5. Transfer supernatant to a new tube.
6. Add 5 µl of RNase A solution and incubate at 37°C for 20 minutes.
7. Add an equal volume of phenol/chloroform/isoamyl alcohol (25:24:1).
8. Vortex for 5 seconds then centrifuge the sample for 1 minute at 14,000 x g to separate the phases.
9. Transfer the aqueous upper phase to a new tube. Repeat this extraction until the upper phase is clear.
10. Transfer the upper aqueous phase to a new tube.
11. Add 0.7 volume cold isopropanol and incubate at -20°C for 15 minutes to precipitate the DNA.
12. Centrifuge the sample at 14,000 x g for 10 minutes.
13. Decant the supernatant without disturbing the pellet and subsequently wash with 500 µl ice cold 70% ethanol.
14. Decant the ethanol. Remove the residual ethanol by drying in a SpeedVac.
15. Dry the pellet long enough to remove alcohol, but without completely drying the DNA.
16. Dissolve the DNA pellet in 20 µl TE buffer (10 mM Tris, pH 8, 1 mM EDTA). The pellet may need to be warmed, in order to dissolve.

Optional protocol:

Protocol for higher quality DNA, using silica spin columns to further purify the DNA.

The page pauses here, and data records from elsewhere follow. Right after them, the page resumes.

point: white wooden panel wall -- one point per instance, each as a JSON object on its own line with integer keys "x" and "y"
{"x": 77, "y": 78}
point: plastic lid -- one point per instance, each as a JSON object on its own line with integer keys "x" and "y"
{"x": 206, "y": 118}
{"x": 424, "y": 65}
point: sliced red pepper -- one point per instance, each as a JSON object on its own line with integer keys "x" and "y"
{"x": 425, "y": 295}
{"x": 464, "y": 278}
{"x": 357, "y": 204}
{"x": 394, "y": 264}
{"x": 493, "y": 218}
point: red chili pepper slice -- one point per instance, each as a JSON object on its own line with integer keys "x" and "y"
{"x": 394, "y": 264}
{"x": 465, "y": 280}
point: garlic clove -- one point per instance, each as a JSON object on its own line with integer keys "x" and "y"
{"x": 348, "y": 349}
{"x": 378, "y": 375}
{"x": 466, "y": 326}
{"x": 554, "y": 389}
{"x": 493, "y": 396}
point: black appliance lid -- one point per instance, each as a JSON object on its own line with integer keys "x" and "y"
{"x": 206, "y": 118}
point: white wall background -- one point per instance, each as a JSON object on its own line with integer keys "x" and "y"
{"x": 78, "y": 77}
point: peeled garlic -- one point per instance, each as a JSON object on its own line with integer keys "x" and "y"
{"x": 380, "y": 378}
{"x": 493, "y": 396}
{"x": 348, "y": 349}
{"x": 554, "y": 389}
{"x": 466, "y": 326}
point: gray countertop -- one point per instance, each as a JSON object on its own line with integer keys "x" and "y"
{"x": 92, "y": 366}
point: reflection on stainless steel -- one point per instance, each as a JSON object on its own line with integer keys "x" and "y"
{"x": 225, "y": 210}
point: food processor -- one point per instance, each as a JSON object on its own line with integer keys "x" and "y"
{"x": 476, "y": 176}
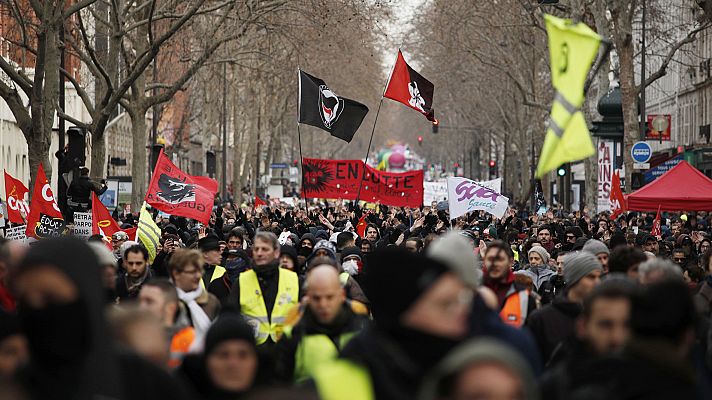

Plant DNA Isolation using Reverse Solid Phase Extraction (i.e., Synergy™ protocol)

This method eliminates the use of phenol and chloroform but requires the use of a bead beater. Bead beaters such as the Tissuelyser, GenoGrinder®, MiniG®, FastPrep, and small dental amalgamators will work. Bead beating shears DNA, thus DNA isolated is typically 2-7 Kb, sufficient for most Next-Generation Sequencing (NGS) and Polymerase Chain Reaction (PCR).

Materials

• Synergy™ 2.0 Plant DNA Extraction kit (SYNP 02-100-02)
  • Synergy™ Homogenization Tubes
  • Plant Homogenization Buffer
  • RNase A solution
  • Silica Spin Columns (Product # SSC 100-01)
• Bead Beater (any homogenizer that holds 2 ml tubes should work)
• Isopropanol
• 70% Ethanol, stored at -20°C
• TE Buffer, pH 8/ Molecular Biology Grade Water
• Microcentrifuge
• Microfuge tubes, 1.7 ml, snap cap

Method

1. Place up to 50 mg of plant tissue in Synergy™ homogenization tube, then add 500 µl Plant Homogenization Buffer. Leafy tissue and young roots homogenize well. Seeds require pre-grinding to meal.
2. Homogenize via bead beating (approximately 5K oscillations/min) for two minutes. The lysate should appear milky. If the tube contains foam, repeat the bead beating.
3. Once the sample is milky, centrifuge for 5 minutes at 15,000 x g, to pellet contaminants and debris. The homogenization matrix will both disrupt the sample and then capture the contaminants. This will be obvious with leaf samples as chlorophyll will be captured by the solid phase. Pelleting the solid phase will yield a clear lysate. A small hydrophobic layer can sometimes be observed on the top of the lysate.
4. Transfer the cleared lysate to a new tube and add 5 µl RNase A solution. Incubate for 15 minutes at 37°C. At this point the lysate can be used for PCR but it might require some dilution if the plant has high levels of PCR inhibitors.
5. Add 0.7 volumes of isopropanol and incubate at -20°C for 15 minutes.
6. Transfer the solution to a silica spin column, with a collection tube and centrifuge at low speed to slowly push the DNA solution through the silica membrane.
7. Discard the flow through and place the column back into the collection tube.
8. Wash by adding 250 µl of ice cold 70% ethanol and centrifuge at 8000 x g.
9. Discard the flow through and repeat the wash.
10. Transfer the column to a clean collection tube.
11. Elute in 50- 100 µl of molecular biology grade water or TE buffer and centrifuge at 15,000 x g for 1 minute. The DNA can be stored at -20°C until needed.